Although parents are expected to take care of their kids regardless of how tired they are and how busy life simply is, I give points to Roman for accompanying us to the hospital and offering to shoulder his check up and his medicine inspite of losing in poker and not having slept almost 24 hours. I should be quip to say that he ought to do that but for a “new” parent it seems surreal to have him around helping me today. For that, clap clap clap.
DAY 28 (November 4)
Mio’s still sick and I’m worried to death. I’m taking him tomorrow to the hospital for a blood test and Roman is quite concerned too. In relation to this blog that ends in 2 days, that’s quite an accomplishment and I’d have to say I never lifted a finger for him to reach this point. I had a rough month worrying about it but Roman seems to be on top of his game more than I am. It doesn’t help that although I manage to squeeze in midnight snack with a 40something guy who seems fond of me, I can’t seem to find it in my heart to adore him as much. I don’t know which I should be worried about: dumping the 40something guy per se or the reasons why I feel that way. No connection to this. I insist.
DAY 29 (November 5)
Roman picks us up after his work and we go straight to the hospital for Mio’s blood test. I was a bit relieved that finally, I am doing this with someone with me. Its hard to wait for someone to inflict pain on your son. Knowing someone’s there to share it with me at least in theory comforts me.
Its surreal to find someone sharing methods of how to take care of Mio. I always took offense (taken with a grain of salt of course) when my parents or other people point out what I’m doing wrong or not doing in relation to raising Mio. But his input–whether correct or imposing–the fact that there is, is worth considering. “pinapalaro mo kc kaya nabibinat… dapat tuloy-tuloy ung tempra kahit walang lagnat, di naman mao-overdose yan sa paracetamol…” For the first time, sabi ko, “putek mas marunong ka pa sakin ngayon?” But that is quite impressive, don’t you think?

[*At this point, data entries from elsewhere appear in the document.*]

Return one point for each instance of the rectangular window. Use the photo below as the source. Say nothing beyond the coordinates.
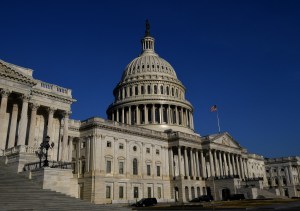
(108, 166)
(149, 192)
(108, 144)
(108, 192)
(135, 192)
(121, 192)
(159, 192)
(148, 170)
(121, 167)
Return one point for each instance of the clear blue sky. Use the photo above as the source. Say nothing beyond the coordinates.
(243, 56)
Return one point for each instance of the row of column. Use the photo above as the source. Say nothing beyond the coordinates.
(153, 113)
(204, 164)
(129, 91)
(19, 131)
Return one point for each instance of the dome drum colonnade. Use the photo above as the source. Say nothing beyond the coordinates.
(150, 95)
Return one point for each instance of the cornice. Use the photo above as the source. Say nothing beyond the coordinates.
(53, 96)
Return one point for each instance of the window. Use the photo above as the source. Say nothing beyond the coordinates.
(108, 144)
(161, 90)
(149, 192)
(135, 167)
(135, 192)
(155, 89)
(108, 166)
(121, 192)
(148, 170)
(158, 171)
(121, 167)
(159, 192)
(108, 192)
(142, 90)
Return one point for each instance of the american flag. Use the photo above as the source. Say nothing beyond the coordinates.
(213, 108)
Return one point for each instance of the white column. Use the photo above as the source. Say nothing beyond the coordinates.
(3, 107)
(233, 164)
(221, 164)
(13, 126)
(172, 174)
(153, 113)
(225, 164)
(146, 114)
(50, 121)
(65, 136)
(186, 163)
(192, 163)
(197, 163)
(32, 127)
(216, 163)
(229, 164)
(181, 170)
(23, 121)
(211, 162)
(123, 115)
(129, 115)
(203, 165)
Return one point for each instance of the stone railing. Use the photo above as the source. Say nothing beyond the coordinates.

Today he made me realize that all I asked on the first day was for him to care. And compared to how it was before the first day of the 30 days, he has come a long way. Not much to make up for four years but it is a long way. It might even be enough.
DAY 30 (November 6)
Unfortunately it is not the last day of this blog, as 31 days should be more exact. But as of blog time (November 8, exactly a month since he first came) there is not much going on except for him asking how Mio is getting better every 20 hours. There is no telling how things will be from here on but like what I said on Day 1… I can only hope for the best and expect the worst.